The courses she offers vary in terms of focus, format and length. Most often, participants meet for the full MBSR course for 2.5 hours a week over eight weeks. She begins in the classroom, talking about the science behind mindfulness. In subsequent sessions, she covers meditation practices, leading participants through breathing exercises, gentle movement and yoga, and walking meditation. The capstone is a full-day retreat for silent meditation.
Participation has far exceeded expectation, she says, and underscored the reality that employees at Johns Hopkins are hungry for ways to decrease stress, reduce burnout and live happier lives. Whenever a new mindfulness course is announced, she says, “my inbox is flooded by people who want to enroll.”
Until recently, enrollment was limited to university employees. In January, thanks to funding from David Hellmann and the Center for Innovative Medicine, she was able to open the course to non-university employees. The winter course, offered for free with this funding, drew a wide range of hospital employees: physical and occupational therapists, nurses, research coordinators and support staff members.
Participation has far exceeded expectation…and underscored the reality that employees at Johns Hopkins are hungry for ways to decrease stress, reduce burnout and live happier lives.

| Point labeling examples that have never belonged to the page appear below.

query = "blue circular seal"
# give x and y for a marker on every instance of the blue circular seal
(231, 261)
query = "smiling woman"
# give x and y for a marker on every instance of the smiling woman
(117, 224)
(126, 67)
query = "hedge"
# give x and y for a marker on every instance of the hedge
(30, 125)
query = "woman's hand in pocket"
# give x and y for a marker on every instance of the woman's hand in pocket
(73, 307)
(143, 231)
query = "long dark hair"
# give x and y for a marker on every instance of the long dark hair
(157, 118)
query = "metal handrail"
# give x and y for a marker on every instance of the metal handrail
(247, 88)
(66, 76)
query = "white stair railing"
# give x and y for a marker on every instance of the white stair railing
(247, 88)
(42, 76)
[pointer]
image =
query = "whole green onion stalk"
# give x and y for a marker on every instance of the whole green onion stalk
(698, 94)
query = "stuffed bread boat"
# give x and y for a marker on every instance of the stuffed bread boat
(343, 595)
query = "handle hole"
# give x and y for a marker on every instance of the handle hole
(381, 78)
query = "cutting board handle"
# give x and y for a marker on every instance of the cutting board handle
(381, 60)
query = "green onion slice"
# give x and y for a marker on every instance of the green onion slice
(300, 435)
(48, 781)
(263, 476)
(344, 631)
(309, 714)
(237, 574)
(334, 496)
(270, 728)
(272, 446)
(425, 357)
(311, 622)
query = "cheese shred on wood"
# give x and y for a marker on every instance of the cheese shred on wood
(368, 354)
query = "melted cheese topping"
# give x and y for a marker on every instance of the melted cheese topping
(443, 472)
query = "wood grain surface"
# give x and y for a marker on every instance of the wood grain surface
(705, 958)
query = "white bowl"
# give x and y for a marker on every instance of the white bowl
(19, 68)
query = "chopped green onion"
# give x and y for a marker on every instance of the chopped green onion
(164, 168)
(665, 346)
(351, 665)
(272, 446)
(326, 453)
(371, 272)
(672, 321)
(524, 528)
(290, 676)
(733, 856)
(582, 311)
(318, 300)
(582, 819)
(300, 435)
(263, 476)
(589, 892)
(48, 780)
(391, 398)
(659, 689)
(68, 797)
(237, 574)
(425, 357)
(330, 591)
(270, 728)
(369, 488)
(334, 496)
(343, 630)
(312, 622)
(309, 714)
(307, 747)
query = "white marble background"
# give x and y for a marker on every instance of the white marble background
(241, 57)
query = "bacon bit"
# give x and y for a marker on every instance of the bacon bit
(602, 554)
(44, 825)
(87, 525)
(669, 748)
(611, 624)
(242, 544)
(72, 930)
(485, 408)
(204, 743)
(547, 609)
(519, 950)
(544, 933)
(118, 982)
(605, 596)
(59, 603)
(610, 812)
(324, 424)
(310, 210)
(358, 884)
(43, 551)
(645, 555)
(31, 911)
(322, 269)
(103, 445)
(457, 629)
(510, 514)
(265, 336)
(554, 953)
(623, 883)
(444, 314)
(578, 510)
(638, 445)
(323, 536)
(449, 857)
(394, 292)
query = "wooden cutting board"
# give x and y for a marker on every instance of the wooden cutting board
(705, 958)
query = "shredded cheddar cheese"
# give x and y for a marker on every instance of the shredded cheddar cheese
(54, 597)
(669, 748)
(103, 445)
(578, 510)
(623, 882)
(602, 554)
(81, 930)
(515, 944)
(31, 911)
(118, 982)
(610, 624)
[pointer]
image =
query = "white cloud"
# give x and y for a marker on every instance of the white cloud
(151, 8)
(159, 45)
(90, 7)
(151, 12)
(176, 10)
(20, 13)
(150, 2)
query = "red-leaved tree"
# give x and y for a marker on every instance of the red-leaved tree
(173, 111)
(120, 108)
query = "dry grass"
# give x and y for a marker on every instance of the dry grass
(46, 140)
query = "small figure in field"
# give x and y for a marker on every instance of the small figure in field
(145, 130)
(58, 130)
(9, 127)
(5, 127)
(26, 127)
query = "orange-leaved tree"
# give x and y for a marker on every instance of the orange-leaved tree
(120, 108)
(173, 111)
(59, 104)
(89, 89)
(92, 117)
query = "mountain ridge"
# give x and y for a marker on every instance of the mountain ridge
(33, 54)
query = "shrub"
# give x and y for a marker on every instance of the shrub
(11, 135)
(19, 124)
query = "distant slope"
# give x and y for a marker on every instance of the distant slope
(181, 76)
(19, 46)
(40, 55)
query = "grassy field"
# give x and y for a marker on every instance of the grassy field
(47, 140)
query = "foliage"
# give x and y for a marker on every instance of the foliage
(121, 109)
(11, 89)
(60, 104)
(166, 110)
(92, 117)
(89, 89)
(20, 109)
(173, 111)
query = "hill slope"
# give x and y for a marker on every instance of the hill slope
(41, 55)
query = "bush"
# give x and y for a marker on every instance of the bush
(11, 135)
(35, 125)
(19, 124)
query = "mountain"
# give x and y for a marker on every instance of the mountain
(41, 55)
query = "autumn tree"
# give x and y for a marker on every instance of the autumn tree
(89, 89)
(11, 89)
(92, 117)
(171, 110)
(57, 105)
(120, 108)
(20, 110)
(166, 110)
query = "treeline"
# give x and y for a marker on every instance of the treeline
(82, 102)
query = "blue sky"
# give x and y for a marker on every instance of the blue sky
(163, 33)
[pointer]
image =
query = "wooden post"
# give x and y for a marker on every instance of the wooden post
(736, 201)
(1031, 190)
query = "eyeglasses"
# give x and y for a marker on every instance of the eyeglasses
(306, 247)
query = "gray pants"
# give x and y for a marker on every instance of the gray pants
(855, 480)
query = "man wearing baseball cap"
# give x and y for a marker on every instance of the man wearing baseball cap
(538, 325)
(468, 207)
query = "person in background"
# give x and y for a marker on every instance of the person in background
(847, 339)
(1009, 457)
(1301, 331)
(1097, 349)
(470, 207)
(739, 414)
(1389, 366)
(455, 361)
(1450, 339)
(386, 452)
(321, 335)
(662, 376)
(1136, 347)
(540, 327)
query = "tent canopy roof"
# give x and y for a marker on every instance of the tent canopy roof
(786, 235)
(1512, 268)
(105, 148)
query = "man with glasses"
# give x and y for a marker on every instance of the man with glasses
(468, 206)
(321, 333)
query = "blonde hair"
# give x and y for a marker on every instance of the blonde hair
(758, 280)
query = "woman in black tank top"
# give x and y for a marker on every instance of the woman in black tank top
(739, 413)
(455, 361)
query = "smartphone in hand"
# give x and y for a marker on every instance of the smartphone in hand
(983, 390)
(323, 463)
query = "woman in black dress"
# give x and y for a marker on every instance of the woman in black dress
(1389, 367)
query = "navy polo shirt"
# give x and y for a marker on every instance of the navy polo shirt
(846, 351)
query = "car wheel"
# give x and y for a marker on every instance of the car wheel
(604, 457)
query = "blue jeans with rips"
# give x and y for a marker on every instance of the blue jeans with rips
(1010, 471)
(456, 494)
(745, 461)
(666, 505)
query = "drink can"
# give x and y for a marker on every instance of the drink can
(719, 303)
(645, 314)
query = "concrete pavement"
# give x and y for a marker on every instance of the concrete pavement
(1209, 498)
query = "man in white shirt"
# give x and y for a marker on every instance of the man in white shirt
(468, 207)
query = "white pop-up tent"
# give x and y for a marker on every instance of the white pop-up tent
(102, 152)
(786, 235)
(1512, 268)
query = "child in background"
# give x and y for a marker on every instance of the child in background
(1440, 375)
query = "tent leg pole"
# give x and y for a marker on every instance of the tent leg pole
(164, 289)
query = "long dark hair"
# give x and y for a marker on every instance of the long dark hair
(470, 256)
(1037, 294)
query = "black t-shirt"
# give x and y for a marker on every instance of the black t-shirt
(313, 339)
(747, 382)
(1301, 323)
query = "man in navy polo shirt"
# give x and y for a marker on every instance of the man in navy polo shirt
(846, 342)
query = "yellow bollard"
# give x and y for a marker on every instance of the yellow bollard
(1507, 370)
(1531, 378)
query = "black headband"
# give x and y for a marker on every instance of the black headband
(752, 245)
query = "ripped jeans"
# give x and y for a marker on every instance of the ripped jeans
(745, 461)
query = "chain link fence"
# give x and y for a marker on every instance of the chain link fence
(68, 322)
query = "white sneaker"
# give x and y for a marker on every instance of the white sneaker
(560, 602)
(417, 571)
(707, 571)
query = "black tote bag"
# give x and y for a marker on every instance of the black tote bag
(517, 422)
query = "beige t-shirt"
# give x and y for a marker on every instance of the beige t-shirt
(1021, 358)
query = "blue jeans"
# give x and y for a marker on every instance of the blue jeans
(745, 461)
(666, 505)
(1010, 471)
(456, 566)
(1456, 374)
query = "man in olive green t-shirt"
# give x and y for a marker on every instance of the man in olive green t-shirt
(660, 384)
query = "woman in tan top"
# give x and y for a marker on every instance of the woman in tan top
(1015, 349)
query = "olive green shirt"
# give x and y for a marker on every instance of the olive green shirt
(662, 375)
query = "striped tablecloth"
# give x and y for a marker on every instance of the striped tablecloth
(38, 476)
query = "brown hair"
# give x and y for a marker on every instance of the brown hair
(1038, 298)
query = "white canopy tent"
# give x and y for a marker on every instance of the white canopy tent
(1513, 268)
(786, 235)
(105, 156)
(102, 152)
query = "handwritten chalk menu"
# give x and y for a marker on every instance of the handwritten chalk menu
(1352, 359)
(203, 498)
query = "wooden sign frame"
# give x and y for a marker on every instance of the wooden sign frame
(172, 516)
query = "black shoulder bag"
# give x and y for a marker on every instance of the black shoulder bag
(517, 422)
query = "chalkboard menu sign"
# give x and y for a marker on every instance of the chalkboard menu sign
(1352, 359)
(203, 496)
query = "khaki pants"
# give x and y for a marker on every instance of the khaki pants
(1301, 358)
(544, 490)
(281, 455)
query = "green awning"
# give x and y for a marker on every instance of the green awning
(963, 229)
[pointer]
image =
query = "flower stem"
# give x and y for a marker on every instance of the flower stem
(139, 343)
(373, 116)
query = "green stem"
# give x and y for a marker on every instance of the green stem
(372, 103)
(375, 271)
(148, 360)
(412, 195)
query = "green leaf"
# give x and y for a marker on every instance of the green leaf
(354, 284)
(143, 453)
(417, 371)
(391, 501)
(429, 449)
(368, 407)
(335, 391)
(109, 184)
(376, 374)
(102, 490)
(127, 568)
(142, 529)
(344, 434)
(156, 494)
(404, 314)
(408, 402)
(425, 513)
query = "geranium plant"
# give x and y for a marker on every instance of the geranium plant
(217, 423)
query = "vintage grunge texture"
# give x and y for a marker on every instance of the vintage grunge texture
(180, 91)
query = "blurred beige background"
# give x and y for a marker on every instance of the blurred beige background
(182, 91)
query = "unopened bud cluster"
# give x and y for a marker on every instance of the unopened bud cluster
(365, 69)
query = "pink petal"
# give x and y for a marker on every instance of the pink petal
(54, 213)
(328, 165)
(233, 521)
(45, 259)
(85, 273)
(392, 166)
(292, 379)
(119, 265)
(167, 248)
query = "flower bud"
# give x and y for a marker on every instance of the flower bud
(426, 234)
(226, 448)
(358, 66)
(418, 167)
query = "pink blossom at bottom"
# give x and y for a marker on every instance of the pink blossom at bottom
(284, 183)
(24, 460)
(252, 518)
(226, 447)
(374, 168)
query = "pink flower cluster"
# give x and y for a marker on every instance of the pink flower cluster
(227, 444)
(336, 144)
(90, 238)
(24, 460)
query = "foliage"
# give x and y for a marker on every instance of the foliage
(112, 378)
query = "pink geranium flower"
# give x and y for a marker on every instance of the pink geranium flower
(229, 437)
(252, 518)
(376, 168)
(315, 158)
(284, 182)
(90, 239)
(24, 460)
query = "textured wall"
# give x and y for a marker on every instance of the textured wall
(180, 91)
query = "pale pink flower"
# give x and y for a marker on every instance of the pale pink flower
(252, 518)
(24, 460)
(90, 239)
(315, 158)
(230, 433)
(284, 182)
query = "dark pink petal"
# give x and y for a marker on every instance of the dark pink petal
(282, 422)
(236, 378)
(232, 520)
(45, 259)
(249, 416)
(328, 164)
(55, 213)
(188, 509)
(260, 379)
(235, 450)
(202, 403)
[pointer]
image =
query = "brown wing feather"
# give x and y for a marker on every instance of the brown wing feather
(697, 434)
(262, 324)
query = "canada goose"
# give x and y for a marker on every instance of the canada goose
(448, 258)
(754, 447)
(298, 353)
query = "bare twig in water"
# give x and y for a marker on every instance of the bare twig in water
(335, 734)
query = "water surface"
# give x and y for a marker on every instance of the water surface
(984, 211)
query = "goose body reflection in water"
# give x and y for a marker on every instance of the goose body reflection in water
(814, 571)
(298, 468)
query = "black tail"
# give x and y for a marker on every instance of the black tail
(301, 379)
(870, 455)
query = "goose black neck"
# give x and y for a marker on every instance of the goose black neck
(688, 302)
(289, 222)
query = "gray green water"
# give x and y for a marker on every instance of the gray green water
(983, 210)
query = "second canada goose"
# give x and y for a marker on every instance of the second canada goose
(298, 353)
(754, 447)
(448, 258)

“There is so much hierarchy in the hospital system,” Gould observes. “One of the things I love about these courses is that when we come into this room, this peaceful place that is nonjudgmental, there is such a sense of equality and connectedness. It’s a magical thing to witness.”
With additional funding, Gould would love to expand her mindfulness offerings to even more Johns Hopkins clinicians and staff members. “It’s a huge gift to those who participate,” she says. “This is where my heart is, and my hope is that this becomes my full-time focus at Johns Hopkins.”